ESPN 30 For 30: The Price of Gold


ESPN 30 For 30: The Price of Gold
This Catch Up is written by Chelsea Cristene
Year of Release: 2014
Spoilers: If you need a spoiler alert for this documentary, you were either not alive yet or living under a rock in 1994.
Currently Streaming on Netflix? Yes.
One of my happiest childhood memories is asking my mother to back the cars off of the carport so the neighborhood girls and I could skate on it until dark. We pulled our hair back in tight buns, strapped on some clunky neon rollerblades, and pretended that we were our famous favorites competing for the gold medal: Kristi Yamaguchi, Michelle Kwan, Tara Lipinski.
If you were a young girl in the 1990s, you probably remember being very much into figure skating. And if you were, I’m sure that it had a lot to do with the dazzling costumes, the spirited routines, and the refined elegance that so eludes gangly ten year olds. But it probably also had a lot to do with Tonya Harding and Nancy Kerrigan.
Twenty years later, director Nanette Burstein’s The Price of Gold explores not only the details of the scandal, but the dire poverty and abuse in Tonya Harding’s world that added fuel to an already competitive fire. Tonya’s background, as reporter Ann Schatz explains, is absolutely essential in understanding the attack. (Disclaimer: I don’t find Tonya Harding very likeable, and I don’t think I’m alone here. At 44, she is basically a bratty teenager in an adult’s body, complaining that the judges didn’t like her dress yet telling Nancy to “shut up” about her disappointing silver medal win. She’s brash, inarticulate, and stubbornly committed to proving her innocence. But after watching footage and hearing stories from her childhood, I can certainly see why she doesn’t have both oars in the water.)
Tonya Harding, as several of the interviewees discuss, grew up in a cluttered rental house in Oregon.
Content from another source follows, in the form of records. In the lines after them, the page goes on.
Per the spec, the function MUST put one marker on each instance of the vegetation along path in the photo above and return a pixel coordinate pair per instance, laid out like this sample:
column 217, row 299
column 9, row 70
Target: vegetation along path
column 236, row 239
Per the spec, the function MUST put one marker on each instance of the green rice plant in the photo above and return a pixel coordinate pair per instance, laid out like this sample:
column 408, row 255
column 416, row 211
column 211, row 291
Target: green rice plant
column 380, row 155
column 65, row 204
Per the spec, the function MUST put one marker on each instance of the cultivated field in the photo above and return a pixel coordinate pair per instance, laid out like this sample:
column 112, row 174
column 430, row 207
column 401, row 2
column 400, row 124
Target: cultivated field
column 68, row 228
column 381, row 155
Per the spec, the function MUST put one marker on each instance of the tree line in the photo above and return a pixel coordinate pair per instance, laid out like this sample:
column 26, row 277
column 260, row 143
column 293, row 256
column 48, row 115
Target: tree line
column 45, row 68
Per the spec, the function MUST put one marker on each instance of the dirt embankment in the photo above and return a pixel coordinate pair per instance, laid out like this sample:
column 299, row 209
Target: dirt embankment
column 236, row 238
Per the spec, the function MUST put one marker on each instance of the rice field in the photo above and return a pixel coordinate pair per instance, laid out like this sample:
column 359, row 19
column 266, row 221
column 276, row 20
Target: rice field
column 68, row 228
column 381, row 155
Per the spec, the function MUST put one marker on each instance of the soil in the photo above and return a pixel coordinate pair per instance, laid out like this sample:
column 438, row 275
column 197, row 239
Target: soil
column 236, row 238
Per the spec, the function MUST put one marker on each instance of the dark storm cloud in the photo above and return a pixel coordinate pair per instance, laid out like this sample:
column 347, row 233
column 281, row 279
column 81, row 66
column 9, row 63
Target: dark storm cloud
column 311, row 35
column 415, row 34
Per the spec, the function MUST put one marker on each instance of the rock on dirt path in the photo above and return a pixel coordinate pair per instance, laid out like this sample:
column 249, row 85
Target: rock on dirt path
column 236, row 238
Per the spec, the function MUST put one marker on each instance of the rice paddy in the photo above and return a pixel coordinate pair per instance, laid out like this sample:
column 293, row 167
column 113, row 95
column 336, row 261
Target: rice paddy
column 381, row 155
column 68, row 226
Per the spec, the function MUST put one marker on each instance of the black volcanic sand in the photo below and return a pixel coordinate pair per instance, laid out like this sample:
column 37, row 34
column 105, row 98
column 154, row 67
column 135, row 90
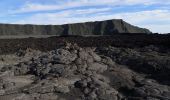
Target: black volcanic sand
column 118, row 67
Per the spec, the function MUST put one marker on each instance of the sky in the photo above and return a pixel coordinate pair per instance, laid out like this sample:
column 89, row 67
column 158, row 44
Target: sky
column 150, row 14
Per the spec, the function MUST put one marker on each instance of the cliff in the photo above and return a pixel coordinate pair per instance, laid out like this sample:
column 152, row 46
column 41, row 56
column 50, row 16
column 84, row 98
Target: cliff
column 107, row 27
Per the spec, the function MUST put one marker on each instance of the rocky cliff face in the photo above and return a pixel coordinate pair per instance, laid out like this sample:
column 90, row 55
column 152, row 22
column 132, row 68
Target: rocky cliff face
column 107, row 27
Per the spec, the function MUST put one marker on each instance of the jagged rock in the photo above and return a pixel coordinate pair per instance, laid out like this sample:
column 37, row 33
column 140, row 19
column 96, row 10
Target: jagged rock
column 64, row 56
column 97, row 67
column 107, row 27
column 73, row 72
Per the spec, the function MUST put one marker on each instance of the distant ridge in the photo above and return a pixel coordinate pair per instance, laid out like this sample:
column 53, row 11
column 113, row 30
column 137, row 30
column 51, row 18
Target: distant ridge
column 107, row 27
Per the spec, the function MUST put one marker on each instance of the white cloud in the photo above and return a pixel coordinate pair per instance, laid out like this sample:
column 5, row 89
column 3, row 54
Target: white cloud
column 144, row 19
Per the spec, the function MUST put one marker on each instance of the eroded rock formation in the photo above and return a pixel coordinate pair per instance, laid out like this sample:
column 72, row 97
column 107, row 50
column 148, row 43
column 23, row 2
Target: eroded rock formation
column 107, row 27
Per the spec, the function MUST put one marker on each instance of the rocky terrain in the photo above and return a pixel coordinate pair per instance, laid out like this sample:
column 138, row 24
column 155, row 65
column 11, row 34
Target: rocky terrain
column 107, row 27
column 93, row 71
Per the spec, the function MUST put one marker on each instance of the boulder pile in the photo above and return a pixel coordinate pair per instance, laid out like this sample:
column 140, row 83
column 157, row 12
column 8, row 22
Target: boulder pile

Though her mother used what little money the family had to finance Tonya’s interest in ice skating, she often verbally abused and physically beat Tonya. The documentary captures one moment in particular when, over the phone after a performance, Tonya’s mother berates her for “looking terrible” on the ice. Suddenly, it becomes clear that Tonya’s drive is about more than just money – she has something to prove. Like so many children from broken homes, Tonya uses a hobby to temporary escape her pain. The problem is that despite all of her talent and dedication, young Tonya is given a very poor example of how loving relationships work, and later falls in love with the abusive Jeff Gillooly.
There’s also the issue of Tonya not fitting the proper “ice princess” mold. After Dorothy Hamill graced television screens with her glossy bob and feminine composure in the 1970s, figure skating demanded a certain image. Tonya, all curls and moxie, appealed to girls around the country who identified with her humble beginnings and boyish persona. But Nancy Kerrigan was the class act ‘90s figure skating had been waiting for – composed, polished, and strikingly beautiful. And so right along with Nancy’s popularity rose Tonya’s envy, which came to a head with one whack of a pipe.
I’m going to sound like Stefan from SNL here, but this documentary has everything. A soap-opera storyline: beloved ice princess nearly taken out by ‘bad girl’ rival and her band of thugs, only to fully recover and win an Olympic medal. A thorough detailing of the investigation for all the criminal justice nerds out there, followed by a disbelieving reaction to just how bad the entire plan was. Memorable clips for those of us who were hopelessly glued to our TVs in 1994: the interview with Ann Schatz that Tonya mostly spent looking fearfully over at her then-husband, Tonya’s oh so obvious body language during her pre-Olympic press conference. And Scott Hamilton! If you find yourself with 78 minutes to spare and are jonesing for some ‘90s nostalgia, The Price of Gold is a great use of your time.
Unsurprisingly, Nancy Kerrigan declined to contribute to this documentary. Tonya, however, relishes any opportunity to talk about herself, and when the film wraps up with even more of her adamant denial, I can’t say that I expected anything else. Like all the best tragedies, Tonya’s pride leads to her downfall, and in a self-fulfilling prophecy she is finally a household name. Just not in a way she had ever dreamed of.